I've stopped in the middle of revising the eleventh chapter (don't get excited: I didn't dig into heavy revising until the fourth or fifth chapter & have lots of places marked to return to) to read a hot n
ew book, David A. Kessler's The End of Overeating. The first half of the book focuses on the power of sugar-fat-salt in our diets and on the food industry which exploits those qualities. Good stuff, albeit in need of editing -- you'll have a lot of "Didn't I just read that?" moments along the way.The last half explores how to get off the sugar-fat-salt "hypereating" that the U.S. has evolved into in the last 30 years.

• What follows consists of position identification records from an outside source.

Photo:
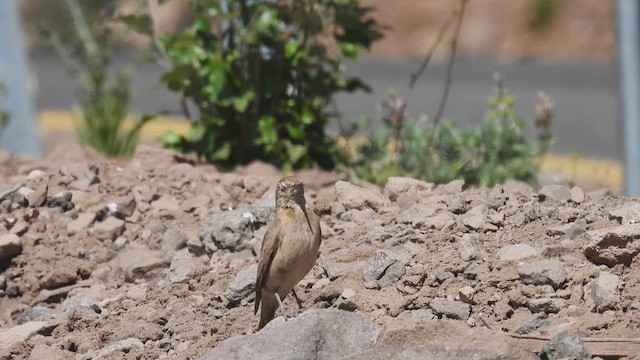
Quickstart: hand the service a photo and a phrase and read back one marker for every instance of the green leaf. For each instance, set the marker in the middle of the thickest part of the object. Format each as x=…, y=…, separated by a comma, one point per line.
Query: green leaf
x=348, y=49
x=295, y=131
x=267, y=129
x=216, y=76
x=295, y=152
x=139, y=23
x=242, y=102
x=171, y=139
x=223, y=152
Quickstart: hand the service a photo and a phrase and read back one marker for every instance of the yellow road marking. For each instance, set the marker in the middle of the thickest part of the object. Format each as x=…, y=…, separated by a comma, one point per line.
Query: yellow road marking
x=590, y=171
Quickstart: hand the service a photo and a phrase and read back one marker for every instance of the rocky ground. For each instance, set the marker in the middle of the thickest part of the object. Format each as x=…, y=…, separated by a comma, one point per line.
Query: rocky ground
x=153, y=258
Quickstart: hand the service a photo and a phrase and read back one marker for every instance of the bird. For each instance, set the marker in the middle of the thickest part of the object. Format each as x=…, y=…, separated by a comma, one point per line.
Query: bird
x=290, y=248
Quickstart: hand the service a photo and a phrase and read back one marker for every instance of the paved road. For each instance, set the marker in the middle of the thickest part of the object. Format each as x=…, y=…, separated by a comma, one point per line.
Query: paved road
x=586, y=94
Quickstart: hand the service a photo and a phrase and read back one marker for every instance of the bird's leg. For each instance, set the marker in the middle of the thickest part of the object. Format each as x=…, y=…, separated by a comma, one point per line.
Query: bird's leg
x=295, y=296
x=284, y=314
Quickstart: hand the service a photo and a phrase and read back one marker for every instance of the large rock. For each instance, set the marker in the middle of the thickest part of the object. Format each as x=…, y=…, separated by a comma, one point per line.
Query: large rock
x=443, y=339
x=559, y=193
x=185, y=267
x=377, y=265
x=543, y=272
x=516, y=252
x=563, y=347
x=628, y=214
x=398, y=188
x=451, y=309
x=19, y=333
x=109, y=229
x=242, y=285
x=10, y=246
x=316, y=334
x=614, y=245
x=602, y=293
x=355, y=197
x=233, y=229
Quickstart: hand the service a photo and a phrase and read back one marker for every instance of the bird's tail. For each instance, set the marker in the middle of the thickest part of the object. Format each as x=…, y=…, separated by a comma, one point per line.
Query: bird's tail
x=268, y=309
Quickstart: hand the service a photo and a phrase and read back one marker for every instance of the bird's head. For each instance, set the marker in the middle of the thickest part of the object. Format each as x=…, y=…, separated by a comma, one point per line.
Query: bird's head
x=289, y=192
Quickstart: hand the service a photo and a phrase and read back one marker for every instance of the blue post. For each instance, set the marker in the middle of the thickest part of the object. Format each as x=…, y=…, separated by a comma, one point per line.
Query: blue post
x=629, y=57
x=21, y=136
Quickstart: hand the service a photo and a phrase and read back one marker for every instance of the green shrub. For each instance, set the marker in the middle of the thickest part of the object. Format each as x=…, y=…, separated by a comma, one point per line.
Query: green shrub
x=104, y=95
x=492, y=152
x=541, y=13
x=261, y=74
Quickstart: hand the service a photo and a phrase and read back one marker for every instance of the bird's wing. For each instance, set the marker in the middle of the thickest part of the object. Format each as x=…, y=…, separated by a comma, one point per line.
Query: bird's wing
x=270, y=244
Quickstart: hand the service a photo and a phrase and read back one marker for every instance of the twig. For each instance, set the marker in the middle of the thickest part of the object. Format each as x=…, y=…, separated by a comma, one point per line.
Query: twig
x=415, y=76
x=454, y=45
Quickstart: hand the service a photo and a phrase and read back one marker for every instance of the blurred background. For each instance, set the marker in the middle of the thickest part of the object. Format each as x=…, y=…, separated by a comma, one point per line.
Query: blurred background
x=563, y=52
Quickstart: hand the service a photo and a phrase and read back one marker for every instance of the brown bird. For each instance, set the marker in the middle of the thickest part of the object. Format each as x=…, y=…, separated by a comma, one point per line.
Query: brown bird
x=289, y=248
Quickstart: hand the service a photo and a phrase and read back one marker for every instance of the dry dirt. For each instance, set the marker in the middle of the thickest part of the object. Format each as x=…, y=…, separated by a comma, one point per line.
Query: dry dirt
x=152, y=257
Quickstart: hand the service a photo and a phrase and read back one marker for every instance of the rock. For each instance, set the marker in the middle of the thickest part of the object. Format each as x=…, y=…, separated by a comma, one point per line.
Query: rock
x=577, y=228
x=43, y=351
x=17, y=334
x=84, y=181
x=315, y=334
x=452, y=188
x=476, y=217
x=559, y=229
x=423, y=315
x=64, y=202
x=628, y=214
x=19, y=228
x=233, y=229
x=468, y=247
x=450, y=309
x=444, y=275
x=556, y=192
x=173, y=239
x=125, y=345
x=243, y=285
x=392, y=274
x=122, y=207
x=184, y=267
x=564, y=347
x=545, y=305
x=197, y=202
x=577, y=195
x=602, y=293
x=138, y=261
x=466, y=294
x=60, y=276
x=35, y=174
x=138, y=292
x=81, y=305
x=516, y=252
x=440, y=221
x=38, y=197
x=39, y=313
x=397, y=187
x=377, y=265
x=355, y=197
x=194, y=244
x=109, y=229
x=166, y=203
x=534, y=323
x=10, y=246
x=442, y=339
x=543, y=272
x=613, y=245
x=82, y=222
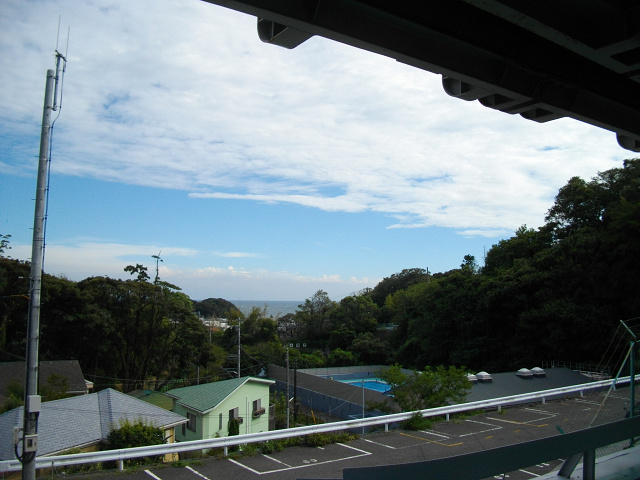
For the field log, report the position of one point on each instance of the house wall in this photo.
(208, 426)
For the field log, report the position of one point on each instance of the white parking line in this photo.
(529, 473)
(276, 460)
(436, 434)
(197, 473)
(363, 454)
(378, 443)
(495, 427)
(353, 448)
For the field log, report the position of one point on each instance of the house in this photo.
(50, 374)
(208, 407)
(84, 422)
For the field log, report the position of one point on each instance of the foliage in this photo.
(314, 314)
(431, 388)
(4, 244)
(416, 422)
(397, 281)
(135, 434)
(214, 308)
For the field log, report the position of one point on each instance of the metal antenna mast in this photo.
(31, 398)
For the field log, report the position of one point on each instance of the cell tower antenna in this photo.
(60, 58)
(32, 399)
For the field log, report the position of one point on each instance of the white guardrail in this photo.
(225, 442)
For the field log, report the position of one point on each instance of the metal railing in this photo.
(225, 442)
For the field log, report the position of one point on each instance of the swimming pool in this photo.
(371, 384)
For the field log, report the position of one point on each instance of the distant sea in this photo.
(274, 308)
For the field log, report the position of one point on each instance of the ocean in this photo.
(275, 309)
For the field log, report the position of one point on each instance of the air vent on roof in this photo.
(524, 373)
(538, 372)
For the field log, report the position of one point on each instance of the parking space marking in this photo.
(378, 443)
(494, 427)
(275, 460)
(353, 448)
(431, 441)
(197, 473)
(529, 473)
(308, 463)
(436, 434)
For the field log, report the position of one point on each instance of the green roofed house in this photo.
(209, 407)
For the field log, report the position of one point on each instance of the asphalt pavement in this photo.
(458, 436)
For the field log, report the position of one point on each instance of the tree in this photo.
(398, 281)
(214, 308)
(4, 244)
(431, 388)
(314, 316)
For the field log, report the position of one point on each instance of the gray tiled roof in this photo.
(82, 420)
(206, 396)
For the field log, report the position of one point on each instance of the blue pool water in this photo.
(377, 385)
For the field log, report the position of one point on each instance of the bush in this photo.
(138, 434)
(416, 422)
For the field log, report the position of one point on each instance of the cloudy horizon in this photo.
(259, 172)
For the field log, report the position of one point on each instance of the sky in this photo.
(253, 171)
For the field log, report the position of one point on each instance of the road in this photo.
(480, 432)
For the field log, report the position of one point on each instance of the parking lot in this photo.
(466, 435)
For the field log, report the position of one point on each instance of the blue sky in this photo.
(257, 172)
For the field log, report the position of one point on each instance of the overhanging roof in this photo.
(541, 59)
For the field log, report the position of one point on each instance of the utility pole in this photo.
(238, 348)
(32, 400)
(287, 395)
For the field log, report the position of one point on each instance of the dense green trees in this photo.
(429, 388)
(553, 293)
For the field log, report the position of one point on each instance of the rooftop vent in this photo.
(524, 373)
(538, 372)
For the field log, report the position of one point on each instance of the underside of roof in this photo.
(540, 59)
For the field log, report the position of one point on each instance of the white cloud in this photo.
(196, 102)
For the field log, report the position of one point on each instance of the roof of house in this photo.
(507, 384)
(69, 369)
(207, 396)
(83, 420)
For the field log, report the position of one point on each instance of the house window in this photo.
(257, 408)
(191, 425)
(235, 413)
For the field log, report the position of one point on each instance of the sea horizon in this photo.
(275, 308)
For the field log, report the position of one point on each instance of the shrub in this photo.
(138, 434)
(416, 422)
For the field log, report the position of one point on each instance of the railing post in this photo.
(589, 465)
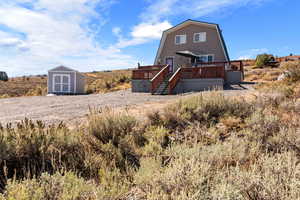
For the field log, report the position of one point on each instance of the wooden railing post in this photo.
(174, 80)
(159, 78)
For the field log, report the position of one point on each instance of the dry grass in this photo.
(97, 82)
(262, 75)
(204, 147)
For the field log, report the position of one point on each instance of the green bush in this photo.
(31, 148)
(205, 109)
(292, 69)
(66, 186)
(262, 60)
(3, 76)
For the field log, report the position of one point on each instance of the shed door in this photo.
(61, 83)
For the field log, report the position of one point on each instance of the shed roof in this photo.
(62, 68)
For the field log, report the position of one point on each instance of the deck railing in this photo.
(159, 78)
(152, 67)
(203, 72)
(145, 74)
(174, 80)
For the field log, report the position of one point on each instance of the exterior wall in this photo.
(234, 77)
(50, 80)
(80, 83)
(213, 45)
(140, 86)
(195, 85)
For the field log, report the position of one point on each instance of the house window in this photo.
(200, 37)
(205, 58)
(180, 39)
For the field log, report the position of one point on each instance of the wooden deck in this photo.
(157, 73)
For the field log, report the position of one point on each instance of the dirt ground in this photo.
(74, 109)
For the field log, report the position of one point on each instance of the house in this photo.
(288, 58)
(192, 56)
(63, 80)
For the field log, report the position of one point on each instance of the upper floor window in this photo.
(180, 39)
(200, 37)
(205, 58)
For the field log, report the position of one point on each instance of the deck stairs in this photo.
(163, 87)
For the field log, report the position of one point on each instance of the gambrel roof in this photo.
(186, 23)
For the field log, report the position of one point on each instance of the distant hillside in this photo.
(97, 82)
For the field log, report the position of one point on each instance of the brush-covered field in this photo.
(96, 82)
(204, 147)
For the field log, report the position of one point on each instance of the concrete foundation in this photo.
(140, 86)
(234, 77)
(195, 85)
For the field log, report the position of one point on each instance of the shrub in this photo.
(3, 76)
(263, 60)
(292, 69)
(58, 186)
(114, 137)
(31, 148)
(205, 109)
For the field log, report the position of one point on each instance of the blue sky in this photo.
(36, 35)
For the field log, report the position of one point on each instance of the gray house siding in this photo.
(80, 81)
(214, 44)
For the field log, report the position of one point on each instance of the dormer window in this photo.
(180, 39)
(205, 58)
(200, 37)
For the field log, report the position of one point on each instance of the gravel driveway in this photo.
(53, 109)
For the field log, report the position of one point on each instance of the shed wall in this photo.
(50, 80)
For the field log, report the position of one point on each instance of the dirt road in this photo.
(72, 109)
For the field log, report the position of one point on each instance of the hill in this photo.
(204, 147)
(97, 82)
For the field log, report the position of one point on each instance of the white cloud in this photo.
(160, 9)
(251, 53)
(142, 33)
(150, 30)
(153, 18)
(53, 33)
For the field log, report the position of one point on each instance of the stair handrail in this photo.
(173, 81)
(159, 78)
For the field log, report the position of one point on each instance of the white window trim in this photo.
(61, 75)
(180, 36)
(199, 37)
(213, 56)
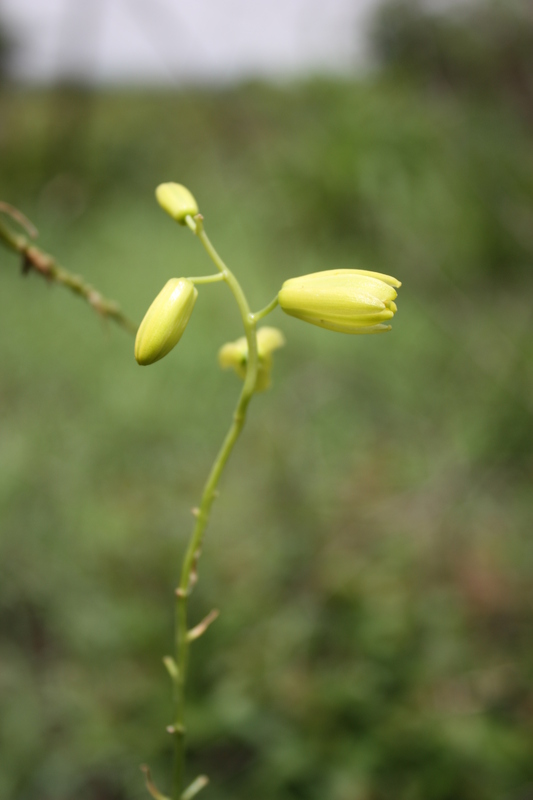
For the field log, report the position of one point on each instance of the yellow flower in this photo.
(177, 201)
(343, 300)
(235, 354)
(165, 321)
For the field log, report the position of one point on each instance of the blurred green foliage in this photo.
(371, 550)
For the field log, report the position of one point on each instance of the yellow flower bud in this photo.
(235, 355)
(343, 300)
(165, 321)
(176, 200)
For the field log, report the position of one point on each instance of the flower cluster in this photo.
(351, 301)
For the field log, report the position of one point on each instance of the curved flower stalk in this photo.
(348, 301)
(342, 300)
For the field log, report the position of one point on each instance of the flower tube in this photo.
(343, 300)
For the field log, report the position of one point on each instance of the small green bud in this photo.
(165, 321)
(177, 201)
(235, 355)
(343, 300)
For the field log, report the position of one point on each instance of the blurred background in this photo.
(371, 549)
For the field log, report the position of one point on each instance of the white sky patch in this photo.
(162, 41)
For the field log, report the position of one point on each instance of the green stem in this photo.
(266, 310)
(45, 265)
(188, 571)
(207, 278)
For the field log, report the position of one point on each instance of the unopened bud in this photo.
(165, 321)
(177, 201)
(235, 355)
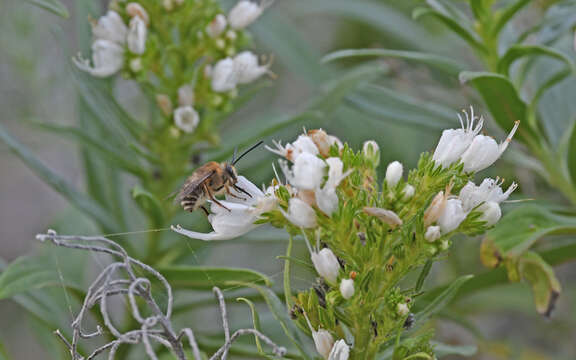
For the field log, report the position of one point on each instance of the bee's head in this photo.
(230, 172)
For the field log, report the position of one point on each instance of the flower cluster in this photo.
(185, 54)
(364, 236)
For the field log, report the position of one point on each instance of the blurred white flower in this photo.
(394, 173)
(110, 27)
(239, 220)
(107, 59)
(484, 151)
(454, 142)
(347, 288)
(186, 118)
(304, 144)
(217, 26)
(224, 76)
(300, 214)
(452, 216)
(136, 37)
(245, 13)
(340, 351)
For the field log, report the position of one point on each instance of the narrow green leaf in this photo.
(438, 61)
(30, 273)
(545, 286)
(442, 299)
(502, 99)
(77, 199)
(53, 6)
(205, 277)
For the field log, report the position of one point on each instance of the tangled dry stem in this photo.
(120, 279)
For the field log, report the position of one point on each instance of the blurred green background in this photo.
(403, 105)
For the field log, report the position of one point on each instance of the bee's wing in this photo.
(191, 184)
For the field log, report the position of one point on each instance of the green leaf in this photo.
(443, 63)
(281, 315)
(30, 273)
(519, 229)
(442, 299)
(205, 277)
(502, 99)
(53, 6)
(149, 204)
(545, 286)
(77, 199)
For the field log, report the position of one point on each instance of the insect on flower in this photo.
(209, 180)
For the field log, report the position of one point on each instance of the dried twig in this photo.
(155, 329)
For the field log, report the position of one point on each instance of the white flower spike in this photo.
(244, 211)
(110, 27)
(484, 151)
(107, 59)
(186, 118)
(454, 142)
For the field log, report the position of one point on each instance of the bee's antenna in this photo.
(235, 160)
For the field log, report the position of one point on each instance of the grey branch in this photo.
(120, 279)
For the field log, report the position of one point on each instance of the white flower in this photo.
(491, 212)
(402, 309)
(340, 351)
(454, 142)
(323, 340)
(186, 118)
(452, 216)
(137, 34)
(107, 59)
(347, 288)
(307, 172)
(244, 13)
(300, 214)
(394, 173)
(304, 144)
(217, 26)
(408, 192)
(488, 191)
(185, 95)
(239, 220)
(432, 233)
(484, 151)
(134, 9)
(110, 27)
(224, 76)
(247, 68)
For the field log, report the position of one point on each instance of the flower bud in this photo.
(371, 151)
(243, 14)
(110, 27)
(186, 118)
(347, 288)
(452, 216)
(224, 76)
(185, 95)
(326, 264)
(432, 233)
(402, 309)
(134, 9)
(136, 37)
(217, 26)
(408, 192)
(340, 351)
(393, 173)
(491, 212)
(484, 151)
(300, 214)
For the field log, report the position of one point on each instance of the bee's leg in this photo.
(207, 190)
(238, 188)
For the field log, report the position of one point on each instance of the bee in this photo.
(210, 180)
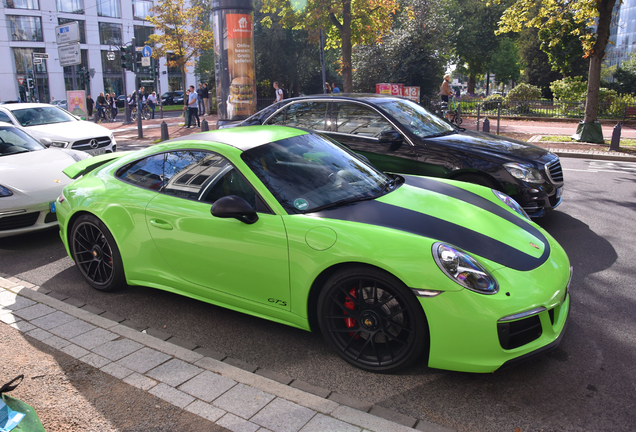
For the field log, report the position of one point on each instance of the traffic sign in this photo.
(69, 54)
(67, 33)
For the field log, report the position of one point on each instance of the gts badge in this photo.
(277, 302)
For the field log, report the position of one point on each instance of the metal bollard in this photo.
(616, 138)
(164, 131)
(486, 127)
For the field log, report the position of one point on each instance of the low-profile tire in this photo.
(479, 179)
(372, 319)
(96, 254)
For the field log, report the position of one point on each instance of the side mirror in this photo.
(235, 207)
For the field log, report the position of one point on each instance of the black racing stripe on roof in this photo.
(390, 216)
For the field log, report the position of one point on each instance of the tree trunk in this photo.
(604, 8)
(345, 33)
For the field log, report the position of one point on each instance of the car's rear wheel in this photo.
(372, 320)
(96, 254)
(479, 179)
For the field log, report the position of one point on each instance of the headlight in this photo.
(511, 203)
(523, 172)
(464, 269)
(4, 191)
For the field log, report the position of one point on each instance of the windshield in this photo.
(14, 141)
(42, 115)
(416, 119)
(308, 172)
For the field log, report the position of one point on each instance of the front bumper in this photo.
(467, 334)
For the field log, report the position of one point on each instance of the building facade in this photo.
(104, 26)
(622, 33)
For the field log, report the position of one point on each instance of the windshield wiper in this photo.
(441, 134)
(341, 202)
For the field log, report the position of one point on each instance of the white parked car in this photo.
(31, 179)
(63, 129)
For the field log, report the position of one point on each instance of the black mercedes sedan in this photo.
(399, 136)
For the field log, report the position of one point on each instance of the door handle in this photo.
(158, 223)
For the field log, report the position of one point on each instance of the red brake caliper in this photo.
(349, 304)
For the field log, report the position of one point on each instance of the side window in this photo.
(358, 119)
(5, 118)
(147, 172)
(230, 182)
(308, 115)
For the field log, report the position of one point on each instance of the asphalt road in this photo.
(588, 383)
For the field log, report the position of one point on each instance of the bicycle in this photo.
(145, 112)
(105, 115)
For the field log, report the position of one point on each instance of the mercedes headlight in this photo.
(524, 172)
(5, 192)
(511, 203)
(464, 269)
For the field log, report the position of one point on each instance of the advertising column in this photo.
(233, 23)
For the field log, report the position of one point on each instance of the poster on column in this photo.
(241, 100)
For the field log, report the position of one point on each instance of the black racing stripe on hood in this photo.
(390, 216)
(474, 199)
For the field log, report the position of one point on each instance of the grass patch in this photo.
(626, 142)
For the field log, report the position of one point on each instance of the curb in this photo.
(191, 378)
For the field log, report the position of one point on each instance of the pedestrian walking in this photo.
(152, 103)
(205, 95)
(445, 90)
(115, 110)
(89, 105)
(193, 109)
(200, 98)
(278, 91)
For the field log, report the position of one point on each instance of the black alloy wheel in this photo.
(372, 320)
(96, 254)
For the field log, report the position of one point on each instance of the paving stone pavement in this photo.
(232, 397)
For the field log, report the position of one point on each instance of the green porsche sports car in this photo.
(287, 225)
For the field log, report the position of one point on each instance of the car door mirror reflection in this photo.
(235, 207)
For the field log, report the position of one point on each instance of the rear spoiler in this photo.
(85, 166)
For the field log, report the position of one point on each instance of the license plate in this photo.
(95, 152)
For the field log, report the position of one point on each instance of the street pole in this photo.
(35, 79)
(140, 131)
(322, 61)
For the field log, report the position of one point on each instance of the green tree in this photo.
(552, 13)
(535, 63)
(505, 62)
(345, 22)
(182, 31)
(625, 77)
(473, 35)
(415, 52)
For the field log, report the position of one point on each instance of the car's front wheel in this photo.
(96, 254)
(372, 319)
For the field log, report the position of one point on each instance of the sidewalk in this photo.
(225, 394)
(127, 135)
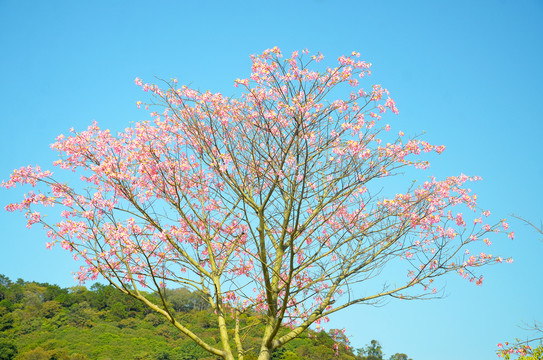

Within the first 30 pages, Kessler presents a couple of colleagues with unwrapped fast food candy and bakery products. In discussing the affects of their sight and smell, one of his friends says "'...I cannot control my desire to eat them. I'm obsessing. I feel totally out of control.'" (p. 25) Throughout the book, people liken eating calorie dense food to the experience of a compulsive gambler who walks into a casino. He ends the book by talking about the aversion therapies used by those who treat smokers and compulsive shoplifters, and five pages from the end of the book he writes, "We can lead long and healthy lives without consuming alcohol, tobacco, or other drugs of abuse, so treatment for those addictions can be built around the principle of abstinence. But since we can't survive without eating, we need other strategies for changing our perception of foods..."
Did I mention I was angry? Actually, I'm shaking with anger.
He states early on that he's not talking about "compulsive overeaters" or "bingers" or bulimics, and yet he blandly passes by his colleague's sense of powerlessness and his friend's gambling simile. I really, really need to ask Dr. Kessler: If it quacks like a duck (or fizzes like a rootbeer float), isn't it possible that it's..."an acquatic bird of the family anatidae"???

I talk about 12 step programs for eating disorders all the time in this blog so if you're really adverse to the idea of them, first remind yourself that I have never recommended that anyone go to one. You are the only one who can decide to do that and the day you decide is going to be one of the ugliest days of your life. There aren't many people I'd wish that on.
Next, I advise you to stop reading this now.
Having established, in mind-numbingly over-technical, new-fangled language that made me go back to reread in the same way that a slice of pizza drives me to more pizza even when I hate myself for it (i.e., "incentive salience" = desire-driven, or "hyperpalatable," which means extra tasty and confounds my and Blogger's spell check) that industrial food stimulates serotonin production (also not in Blogger's spell check) and blocks dopamine receptors, he suggests a largely self-monitored cognitive cure.
To whit, did you know that a pint of Ben & Jerry's is a dangerous thing to bring home at night? Maybe you shouldn't eat ice cream. Maybe a diet of moderate portions high in protein, whole grains and vegetative stuff is what you should be eating instead of Big Macs...
By dressing up all the stuff that many of us have been writing about, talking about, doing stepwork over and reading about in swan's down, he's still turned out a duck.
Although fascinating in many parts, especially so to those who haven't dug around to find the heretofore obscurer studies on sugar addiction. At least he's brought half of it out into the clear light of National Public Radio.
The other half is that if neural pathways change over time because of the disproportion of mood-changing neurotransmitters affected by what I eat makes it hard for my brain's pleasure centers to get going from anything except sugars and fats...then I've got an addiction that works exactly like cocaine or heroine or speedballing or booze. And like them, it's degenerating because I need increasingly more to keep my buzz on. (Or off, in the case of serotonin.) In the end, after having taken my life, it will simply extinguish my life.
And I don't see him suggesting self-rehab for that.
Nota Bene: I told my sponsor about this post and she, too, was outraged. She called Kessler a quack...
OK, maybe it's just funny in the moment after a long day of trying to fit serotonin, dopamine & endorphins into as little space as possible...
The Martha Beck book looks interesting & yes, I, too, am glad whenever an expose of the food industry comes out. He does some fascinating work with industry consultants.